It’s hard to write about the Russian Presidential election, not because it is particularly difficult to understand but because the normal language of such things can’t describe it. There are candidates, but their names can appear on the ballot only if the Kremlin allows it. There is a campaign, but candidates are allowed to appear on television only if the Kremlin O.K.s it. There are, usually, debates, but Vladimir Putin, who has been in power in Russia for eighteen years and is running for another six-year term, doesn’t deign to take part in them. There are opinion polls, but their results are adjusted to fit the probable result of the vote. And then there is the vote, but its outcome is preordained. In other words, the event scheduled for March 18, 2018, is not an election, but it is called one.
Russians face the choice between “voting” in the “election” and boycotting it. The decision is harder than it may seem. The boycott argument is clear: taking part in an obvious travesty serves only to legitimize its architects. Proponents of participation, on the other hand, argue that an election, even a sham one, puts stress on the regime, thereby creating a chance for change. The Kremlin goes to great lengths to ensure that the spectacle is empty—why make their job easier? Put more simply, every person who boycotts the election increases the number of percentage points by which Putin stands to win; this argument is suspect, however, since the relationship between official election results and actual votes cast is uncertain.

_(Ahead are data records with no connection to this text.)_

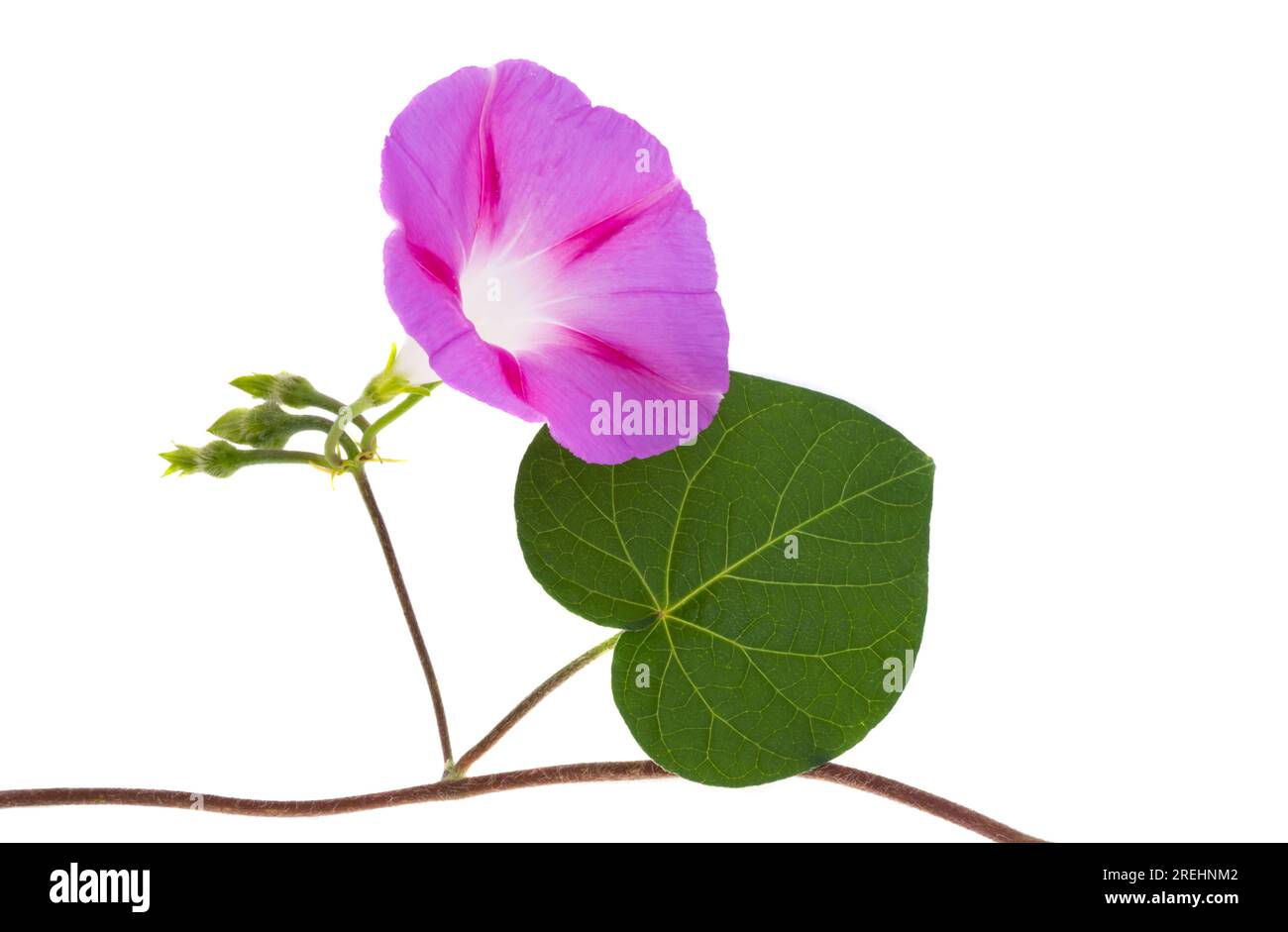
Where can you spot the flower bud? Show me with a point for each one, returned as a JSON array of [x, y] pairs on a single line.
[[217, 459], [265, 426], [294, 391]]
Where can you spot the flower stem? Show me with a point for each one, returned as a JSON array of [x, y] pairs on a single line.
[[369, 435], [492, 782], [408, 613], [529, 701]]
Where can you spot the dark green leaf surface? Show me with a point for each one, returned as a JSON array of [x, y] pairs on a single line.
[[772, 578]]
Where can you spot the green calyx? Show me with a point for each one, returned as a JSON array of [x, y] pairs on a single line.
[[266, 426], [259, 434]]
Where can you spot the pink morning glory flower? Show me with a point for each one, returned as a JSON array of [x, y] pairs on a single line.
[[550, 264]]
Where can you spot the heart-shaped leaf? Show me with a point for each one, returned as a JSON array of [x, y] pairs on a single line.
[[772, 578]]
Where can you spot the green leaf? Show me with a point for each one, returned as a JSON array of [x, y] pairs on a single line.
[[771, 578]]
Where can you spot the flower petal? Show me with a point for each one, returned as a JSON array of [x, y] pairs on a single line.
[[548, 258]]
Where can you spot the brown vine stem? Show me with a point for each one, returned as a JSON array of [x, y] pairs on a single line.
[[436, 696], [528, 703], [490, 782]]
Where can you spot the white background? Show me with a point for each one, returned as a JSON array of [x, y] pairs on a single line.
[[1044, 241]]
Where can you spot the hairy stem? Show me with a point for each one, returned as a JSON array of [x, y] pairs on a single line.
[[490, 782], [408, 613], [529, 701]]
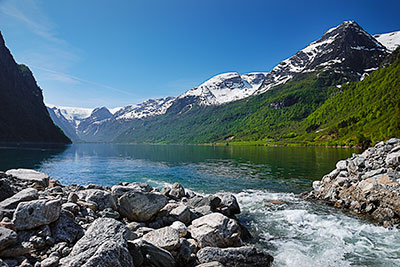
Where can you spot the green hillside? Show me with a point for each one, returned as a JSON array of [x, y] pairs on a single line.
[[310, 109]]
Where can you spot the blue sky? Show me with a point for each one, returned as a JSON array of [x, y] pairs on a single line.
[[113, 53]]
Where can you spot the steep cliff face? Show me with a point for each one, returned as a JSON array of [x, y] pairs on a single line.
[[23, 115]]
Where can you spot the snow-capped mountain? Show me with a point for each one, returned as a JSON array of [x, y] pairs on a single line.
[[225, 88], [345, 48], [390, 40], [101, 124], [150, 107]]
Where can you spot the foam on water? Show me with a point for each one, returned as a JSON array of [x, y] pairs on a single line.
[[299, 233]]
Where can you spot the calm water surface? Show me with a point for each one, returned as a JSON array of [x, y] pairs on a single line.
[[297, 233]]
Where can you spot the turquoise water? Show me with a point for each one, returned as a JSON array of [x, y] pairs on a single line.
[[297, 233]]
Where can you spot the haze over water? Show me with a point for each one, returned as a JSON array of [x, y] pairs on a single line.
[[296, 233]]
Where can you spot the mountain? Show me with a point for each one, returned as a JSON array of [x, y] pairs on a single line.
[[390, 40], [23, 115], [102, 124], [222, 88], [290, 93]]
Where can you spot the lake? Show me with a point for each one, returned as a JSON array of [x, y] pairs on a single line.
[[296, 232]]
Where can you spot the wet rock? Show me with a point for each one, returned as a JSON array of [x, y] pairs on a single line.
[[50, 262], [243, 256], [7, 238], [103, 199], [104, 244], [31, 176], [228, 205], [35, 213], [138, 206], [154, 256], [166, 238], [216, 230]]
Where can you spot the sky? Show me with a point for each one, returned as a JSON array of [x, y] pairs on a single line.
[[96, 53]]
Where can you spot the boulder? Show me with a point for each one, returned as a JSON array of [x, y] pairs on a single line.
[[66, 230], [152, 255], [30, 176], [24, 195], [102, 198], [177, 191], [216, 230], [138, 206], [166, 238], [104, 244], [119, 190], [35, 213], [181, 213], [243, 256], [7, 237], [229, 205], [393, 159]]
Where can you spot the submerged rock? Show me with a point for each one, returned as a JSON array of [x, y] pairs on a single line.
[[216, 230], [104, 244], [243, 256]]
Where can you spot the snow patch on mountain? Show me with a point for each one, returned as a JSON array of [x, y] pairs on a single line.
[[390, 40], [71, 113], [226, 87], [150, 107]]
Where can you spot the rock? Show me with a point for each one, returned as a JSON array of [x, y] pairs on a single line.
[[66, 230], [119, 190], [342, 165], [229, 205], [104, 244], [243, 256], [50, 262], [166, 238], [180, 227], [177, 191], [31, 176], [24, 195], [211, 264], [393, 159], [216, 230], [182, 213], [154, 256], [35, 213], [102, 198], [138, 206], [6, 190], [7, 238]]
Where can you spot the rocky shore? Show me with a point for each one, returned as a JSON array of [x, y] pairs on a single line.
[[44, 223], [366, 184]]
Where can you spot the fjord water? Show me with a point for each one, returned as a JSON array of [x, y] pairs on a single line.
[[295, 232]]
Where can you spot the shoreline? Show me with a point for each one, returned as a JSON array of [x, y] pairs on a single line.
[[44, 223]]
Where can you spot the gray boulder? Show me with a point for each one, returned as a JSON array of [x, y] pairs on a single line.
[[66, 230], [119, 190], [229, 205], [35, 213], [166, 238], [102, 198], [238, 257], [7, 237], [216, 230], [31, 176], [104, 244], [152, 255], [138, 206]]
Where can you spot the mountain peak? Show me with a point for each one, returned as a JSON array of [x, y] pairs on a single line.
[[344, 48]]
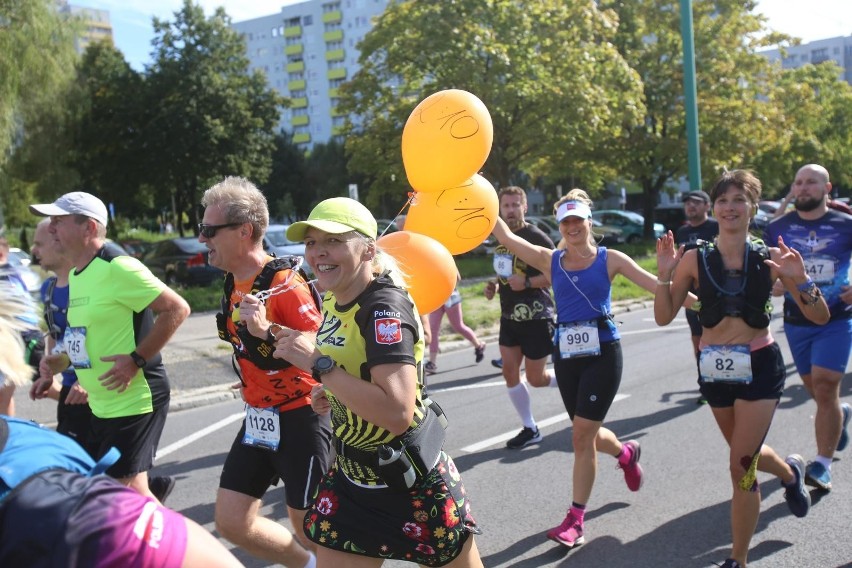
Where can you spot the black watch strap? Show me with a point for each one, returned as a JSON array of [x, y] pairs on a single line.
[[138, 359]]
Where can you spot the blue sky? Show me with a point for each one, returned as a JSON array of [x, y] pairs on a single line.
[[131, 19]]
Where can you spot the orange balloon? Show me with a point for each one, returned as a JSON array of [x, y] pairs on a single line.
[[429, 266], [459, 218], [446, 140]]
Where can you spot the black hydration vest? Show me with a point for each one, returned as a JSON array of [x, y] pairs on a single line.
[[742, 293]]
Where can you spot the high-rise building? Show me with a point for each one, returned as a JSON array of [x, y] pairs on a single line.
[[837, 49], [307, 51], [97, 26]]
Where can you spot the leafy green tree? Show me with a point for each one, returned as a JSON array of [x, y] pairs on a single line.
[[211, 117], [734, 83], [546, 70], [30, 77]]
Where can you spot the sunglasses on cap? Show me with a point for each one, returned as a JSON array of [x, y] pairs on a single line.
[[209, 231]]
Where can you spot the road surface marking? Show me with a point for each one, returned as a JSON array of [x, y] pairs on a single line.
[[198, 435]]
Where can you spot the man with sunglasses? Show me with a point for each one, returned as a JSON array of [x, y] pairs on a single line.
[[281, 437], [112, 339]]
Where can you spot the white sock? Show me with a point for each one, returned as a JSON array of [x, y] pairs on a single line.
[[824, 461], [552, 375], [520, 397]]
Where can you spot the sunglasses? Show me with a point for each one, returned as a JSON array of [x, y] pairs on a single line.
[[209, 231]]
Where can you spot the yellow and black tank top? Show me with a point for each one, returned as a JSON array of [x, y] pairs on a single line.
[[380, 326]]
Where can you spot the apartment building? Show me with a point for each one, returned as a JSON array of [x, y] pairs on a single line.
[[837, 49], [97, 26], [307, 51]]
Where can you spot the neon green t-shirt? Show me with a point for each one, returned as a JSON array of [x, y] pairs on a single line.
[[107, 302]]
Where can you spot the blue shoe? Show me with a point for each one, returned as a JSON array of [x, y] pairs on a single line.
[[816, 475], [797, 497], [844, 433]]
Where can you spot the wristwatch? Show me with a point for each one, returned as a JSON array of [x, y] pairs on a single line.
[[273, 329], [322, 366], [138, 359]]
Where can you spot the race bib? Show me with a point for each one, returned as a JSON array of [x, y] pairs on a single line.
[[725, 364], [262, 428], [820, 269], [503, 265], [578, 339], [75, 346]]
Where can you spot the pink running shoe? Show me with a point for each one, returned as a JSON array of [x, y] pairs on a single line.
[[569, 533], [633, 475]]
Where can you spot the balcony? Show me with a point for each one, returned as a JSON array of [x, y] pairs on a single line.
[[335, 55], [339, 73], [336, 35], [332, 17]]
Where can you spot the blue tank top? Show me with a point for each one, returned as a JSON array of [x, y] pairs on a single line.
[[584, 294]]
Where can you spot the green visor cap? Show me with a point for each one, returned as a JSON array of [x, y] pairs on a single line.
[[336, 215]]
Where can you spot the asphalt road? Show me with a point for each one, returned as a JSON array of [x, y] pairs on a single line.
[[679, 518]]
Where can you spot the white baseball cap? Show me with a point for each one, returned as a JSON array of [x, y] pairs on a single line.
[[74, 203]]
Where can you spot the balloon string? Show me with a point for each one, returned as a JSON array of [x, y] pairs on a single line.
[[411, 197]]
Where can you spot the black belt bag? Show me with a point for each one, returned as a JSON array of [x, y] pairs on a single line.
[[405, 460]]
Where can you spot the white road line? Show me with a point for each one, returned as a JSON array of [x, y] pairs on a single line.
[[198, 435], [509, 435]]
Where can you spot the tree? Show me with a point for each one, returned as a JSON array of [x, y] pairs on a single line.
[[546, 70], [734, 82], [30, 76], [211, 117]]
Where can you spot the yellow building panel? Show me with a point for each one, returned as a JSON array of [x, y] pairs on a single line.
[[332, 17], [339, 73]]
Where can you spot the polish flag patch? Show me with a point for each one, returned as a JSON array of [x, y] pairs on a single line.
[[388, 331]]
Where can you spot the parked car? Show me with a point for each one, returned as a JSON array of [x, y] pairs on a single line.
[[136, 247], [183, 261], [22, 263], [275, 241], [630, 223]]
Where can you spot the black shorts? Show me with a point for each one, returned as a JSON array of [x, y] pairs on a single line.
[[534, 337], [695, 328], [75, 421], [767, 382], [136, 437], [588, 385], [300, 462]]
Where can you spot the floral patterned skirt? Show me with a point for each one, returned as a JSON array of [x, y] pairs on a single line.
[[427, 525]]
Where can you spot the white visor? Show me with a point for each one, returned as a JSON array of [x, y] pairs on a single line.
[[573, 209]]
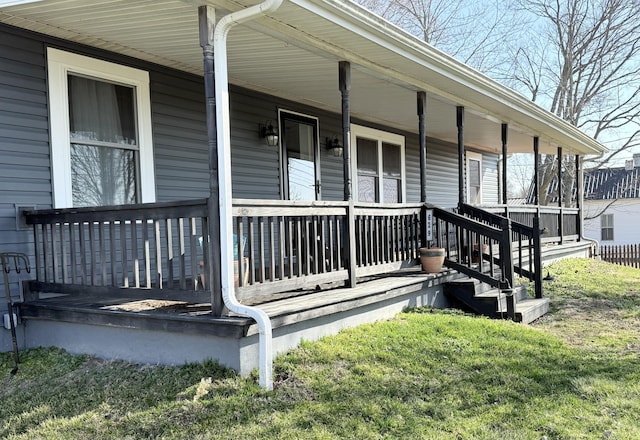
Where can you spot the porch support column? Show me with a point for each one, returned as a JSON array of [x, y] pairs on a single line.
[[504, 165], [461, 180], [344, 79], [344, 75], [422, 139], [560, 214], [206, 22], [579, 195], [536, 168]]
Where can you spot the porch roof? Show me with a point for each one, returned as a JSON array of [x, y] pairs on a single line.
[[294, 53]]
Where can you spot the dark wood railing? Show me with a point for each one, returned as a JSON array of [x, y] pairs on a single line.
[[477, 249], [387, 237], [621, 254], [296, 245], [558, 225], [290, 245], [151, 246], [281, 246], [526, 243]]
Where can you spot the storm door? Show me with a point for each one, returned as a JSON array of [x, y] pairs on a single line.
[[301, 169]]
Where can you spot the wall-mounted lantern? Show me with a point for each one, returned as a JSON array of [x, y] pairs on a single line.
[[334, 146], [268, 133]]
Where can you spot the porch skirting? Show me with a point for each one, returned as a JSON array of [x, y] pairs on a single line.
[[167, 340]]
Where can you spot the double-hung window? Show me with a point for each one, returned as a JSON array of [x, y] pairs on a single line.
[[101, 150], [379, 164], [606, 227]]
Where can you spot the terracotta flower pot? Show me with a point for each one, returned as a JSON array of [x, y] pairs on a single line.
[[431, 259], [476, 255]]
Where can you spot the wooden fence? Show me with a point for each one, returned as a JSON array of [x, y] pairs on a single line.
[[624, 255]]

All the same arguments have been made before. It’s not the first or even the second or third time that Russia is holding a sham election. Six long years ago, when Putin last had himself “elected,” two of his most prominent opponents—the chess champion turned politician Garry Kasparov and the longtime politician Boris Nemtsov—called for a boycott. But the anti-corruption blogger Alexey Navalny opposed this call. “There is no mobilizing message in the call to a boycott,” he argued. “It just says, ‘Stay home, watch TV, be outraged.’ But we spend all day watching TV and being outraged as it is.” Nor, he argued, would a boycott succeed in significantly lowering voter turnout.